Scientists have uncovered evidence that flowering plants were already the reigning giants of Earth's forests nearly 10 million years before the catastrophic asteroid impact that ended the age of dinosaurs—upending a long-held assumption about when these plants took over the planet.

A cache of plant fossils preserved in volcanic ash deposits in New Mexico reveals that a thriving, mature forest dominated by flowering plants existed 74.6 million years ago in the Late Cretaceous period. Many of these ancient plants produced relatively large, fleshy fruits, complete with seeds that were significantly bigger than those found at other fossil sites from the same era. The discovery, led by UC Berkeley paleobotanists and published in the journal Science, paints a picture of dense, modern-style forests far earlier than scientists believed possible.

"Our results show that, at least in some hot and humid environments during the Late Cretaceous, well before the extinction boundary by 10 million years, angiosperms were already investing more resources into individual diaspores and forming dense forests," said lead author Jaemin Lee, a doctoral student at UC Berkeley.

The New Mexico site is exceptionally rare. Unlike most fossil deposits, where plant material washes into rivers or lakes over time, the ancient volcanic ashfall buried this entire inland forest within days, preserving it in extraordinary detail—researchers call it a "botanical Pompeii." At the base of the solidified ash layer, ground cover plants remain in place; higher up, leaves in all orientations reveal the forest canopy falling to the forest floor.

"You can think of it as like a botanical Pompeii, where ashfall deposits preserve everything in position and we can reconstruct the forest structure," Lee explained.
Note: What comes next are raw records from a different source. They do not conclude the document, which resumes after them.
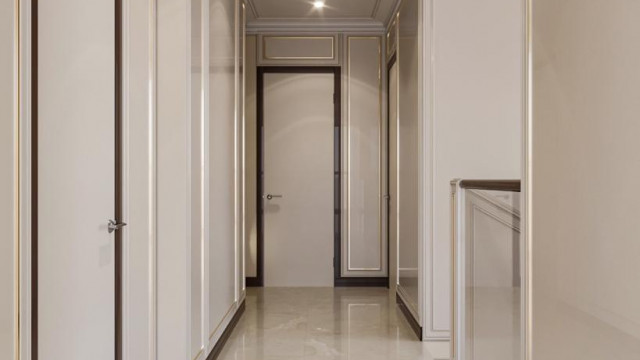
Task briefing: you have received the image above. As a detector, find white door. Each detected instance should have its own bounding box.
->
[262,73,334,286]
[388,62,399,291]
[34,0,115,360]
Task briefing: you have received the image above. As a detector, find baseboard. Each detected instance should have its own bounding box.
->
[396,294,422,341]
[207,300,245,360]
[245,276,263,287]
[333,277,389,288]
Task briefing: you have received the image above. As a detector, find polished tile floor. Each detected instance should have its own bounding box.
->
[219,288,449,360]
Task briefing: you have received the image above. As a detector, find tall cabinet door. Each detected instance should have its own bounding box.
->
[33,0,116,360]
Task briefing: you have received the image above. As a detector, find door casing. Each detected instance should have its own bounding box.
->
[29,0,123,360]
[255,66,342,287]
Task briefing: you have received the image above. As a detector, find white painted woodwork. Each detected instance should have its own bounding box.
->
[248,0,398,30]
[35,0,115,360]
[122,1,157,360]
[527,0,640,360]
[386,16,398,61]
[244,35,258,277]
[207,0,237,348]
[388,62,398,292]
[189,0,206,359]
[341,36,387,277]
[422,0,524,339]
[157,0,191,360]
[258,34,340,66]
[263,73,334,286]
[396,0,422,319]
[0,1,19,359]
[235,0,246,303]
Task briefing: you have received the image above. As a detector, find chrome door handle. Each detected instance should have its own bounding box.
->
[107,219,127,234]
[264,194,284,200]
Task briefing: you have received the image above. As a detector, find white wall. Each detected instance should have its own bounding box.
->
[245,32,388,277]
[392,0,422,318]
[341,34,388,277]
[527,0,640,360]
[0,1,18,359]
[207,0,241,344]
[422,0,524,338]
[156,0,191,360]
[122,1,157,360]
[244,35,258,277]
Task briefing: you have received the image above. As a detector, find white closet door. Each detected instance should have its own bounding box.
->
[263,73,334,286]
[34,0,115,360]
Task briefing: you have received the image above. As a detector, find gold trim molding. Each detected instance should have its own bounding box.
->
[262,35,336,60]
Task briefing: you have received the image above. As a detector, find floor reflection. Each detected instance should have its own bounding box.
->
[219,288,448,360]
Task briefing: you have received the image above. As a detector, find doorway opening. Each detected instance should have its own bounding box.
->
[255,66,341,286]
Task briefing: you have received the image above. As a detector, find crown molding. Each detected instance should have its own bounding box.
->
[247,19,385,34]
[384,0,402,31]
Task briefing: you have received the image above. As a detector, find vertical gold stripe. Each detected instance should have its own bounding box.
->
[523,0,533,360]
[348,36,388,271]
[14,0,22,360]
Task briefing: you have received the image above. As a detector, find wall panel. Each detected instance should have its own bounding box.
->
[423,0,524,338]
[207,0,237,345]
[342,36,387,277]
[526,0,640,360]
[258,34,340,66]
[157,0,191,360]
[189,0,205,359]
[0,1,19,359]
[122,1,157,360]
[244,35,258,277]
[397,0,422,319]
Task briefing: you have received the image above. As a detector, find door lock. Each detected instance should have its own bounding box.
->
[107,220,127,234]
[264,194,283,200]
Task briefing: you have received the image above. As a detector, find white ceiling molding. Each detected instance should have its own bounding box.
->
[247,19,385,34]
[245,0,401,34]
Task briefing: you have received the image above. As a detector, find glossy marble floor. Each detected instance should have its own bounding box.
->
[219,288,449,360]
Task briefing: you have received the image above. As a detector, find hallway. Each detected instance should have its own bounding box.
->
[218,288,449,360]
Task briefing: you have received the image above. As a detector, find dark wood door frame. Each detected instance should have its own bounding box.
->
[246,66,342,287]
[31,0,123,360]
[246,66,389,287]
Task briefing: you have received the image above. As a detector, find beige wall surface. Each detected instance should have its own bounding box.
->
[207,0,236,344]
[245,34,387,277]
[341,35,387,277]
[189,0,205,359]
[397,0,422,319]
[244,35,258,277]
[424,0,524,337]
[0,1,18,359]
[528,0,640,360]
[157,0,191,360]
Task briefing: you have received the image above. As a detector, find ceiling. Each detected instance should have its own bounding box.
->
[247,0,399,31]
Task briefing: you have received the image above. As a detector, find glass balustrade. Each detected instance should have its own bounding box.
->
[451,180,524,360]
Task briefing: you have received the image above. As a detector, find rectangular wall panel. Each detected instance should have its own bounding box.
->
[342,36,387,277]
[157,0,192,360]
[190,0,205,359]
[258,34,340,65]
[526,0,640,360]
[244,35,258,277]
[122,1,157,360]
[397,0,422,320]
[428,0,524,338]
[0,1,18,360]
[207,0,237,346]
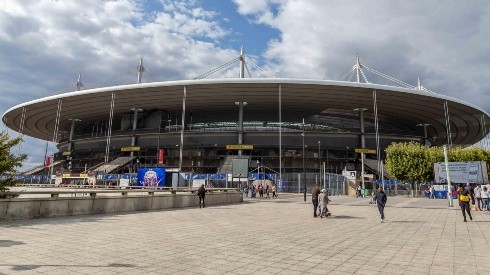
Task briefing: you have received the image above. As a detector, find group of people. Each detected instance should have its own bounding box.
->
[457,183,490,222]
[311,185,331,218]
[243,183,278,199]
[311,185,388,222]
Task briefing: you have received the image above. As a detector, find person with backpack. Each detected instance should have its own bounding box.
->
[473,184,483,211]
[197,184,206,208]
[481,186,490,211]
[458,183,473,222]
[376,186,388,222]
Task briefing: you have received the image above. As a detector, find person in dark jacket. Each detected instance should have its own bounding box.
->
[311,184,320,218]
[376,187,388,222]
[458,183,473,222]
[197,184,206,208]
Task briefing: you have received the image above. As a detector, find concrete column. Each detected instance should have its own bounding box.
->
[235,101,247,156]
[131,108,143,157]
[68,119,77,152]
[359,108,366,148]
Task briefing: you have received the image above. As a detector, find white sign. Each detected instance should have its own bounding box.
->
[342,170,357,180]
[434,161,488,183]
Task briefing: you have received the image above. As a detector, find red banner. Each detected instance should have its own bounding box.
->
[44,156,51,167]
[158,148,165,164]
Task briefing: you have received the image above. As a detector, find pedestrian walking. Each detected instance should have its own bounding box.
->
[272,184,277,198]
[311,184,320,218]
[458,183,473,222]
[197,184,206,208]
[481,186,490,211]
[474,184,483,211]
[376,187,388,222]
[318,189,330,218]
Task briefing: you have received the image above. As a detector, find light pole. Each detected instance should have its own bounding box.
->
[318,141,322,186]
[301,118,306,201]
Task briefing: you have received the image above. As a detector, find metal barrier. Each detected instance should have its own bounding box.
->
[0,187,240,199]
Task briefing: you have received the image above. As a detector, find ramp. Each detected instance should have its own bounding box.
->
[94,157,135,173]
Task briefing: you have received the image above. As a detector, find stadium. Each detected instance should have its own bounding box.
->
[2,50,490,190]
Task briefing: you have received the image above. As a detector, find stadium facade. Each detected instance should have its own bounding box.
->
[2,52,490,188]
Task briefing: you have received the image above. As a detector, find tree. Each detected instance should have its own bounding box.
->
[0,131,27,192]
[385,142,490,182]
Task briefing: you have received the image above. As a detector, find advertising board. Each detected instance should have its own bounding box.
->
[434,161,488,184]
[137,168,165,187]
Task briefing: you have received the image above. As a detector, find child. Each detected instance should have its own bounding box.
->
[318,189,330,218]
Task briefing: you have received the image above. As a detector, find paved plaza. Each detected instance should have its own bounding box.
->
[0,194,490,274]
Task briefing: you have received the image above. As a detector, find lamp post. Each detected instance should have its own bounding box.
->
[301,118,306,201]
[318,141,322,186]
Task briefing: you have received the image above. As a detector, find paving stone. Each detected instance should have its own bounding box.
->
[0,194,490,275]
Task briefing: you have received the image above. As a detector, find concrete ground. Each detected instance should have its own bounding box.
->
[0,194,490,274]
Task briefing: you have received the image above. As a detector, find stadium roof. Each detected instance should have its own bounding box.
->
[3,78,490,145]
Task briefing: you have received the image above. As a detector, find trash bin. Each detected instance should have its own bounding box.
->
[361,189,371,197]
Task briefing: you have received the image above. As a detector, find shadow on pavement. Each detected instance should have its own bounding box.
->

The difference in seed size is striking. At other Cretaceous fossil sites, the average seed or fruit—known as a diaspore—was roughly the size of a poppy seed. At this New Mexico site, the average diaspore was comparable to a large blueberry, representing more than a hundredfold increase in volume. This matters because large, fleshy fruits require more energy to produce, and scientists had assumed that plants only began investing in such energy-intensive reproduction after the dinosaurs vanished, when mammals like rodents and bats became available to help disperse seeds.

The fossil forest included large-trunked flowering trees—laurel relatives and palms among them—growing alongside more ancient lineages of ferns and redwoods. The discovery suggests that flowering plants, which now comprise all the food humans eat, from staple grains to avocados, were far more ecologically successful in the Cretaceous than previously understood.

"These diaspores are preserved together with various leaves and flowers, brought from the canopy down to the forest floor by the ashfall," said Professor Cindy Looy of UC Berkeley's Department of Integrative Biology and curator in the UC Museum of Paleontology.

The findings add nuance to the story of how flowering plants—a group that arose roughly 135 million years ago and was initially small, weedy, and inconspicuous—eventually came to dominate every continent on Earth. The new evidence suggests their rise was already well underway while dinosaurs still walked—and ate—the landscape.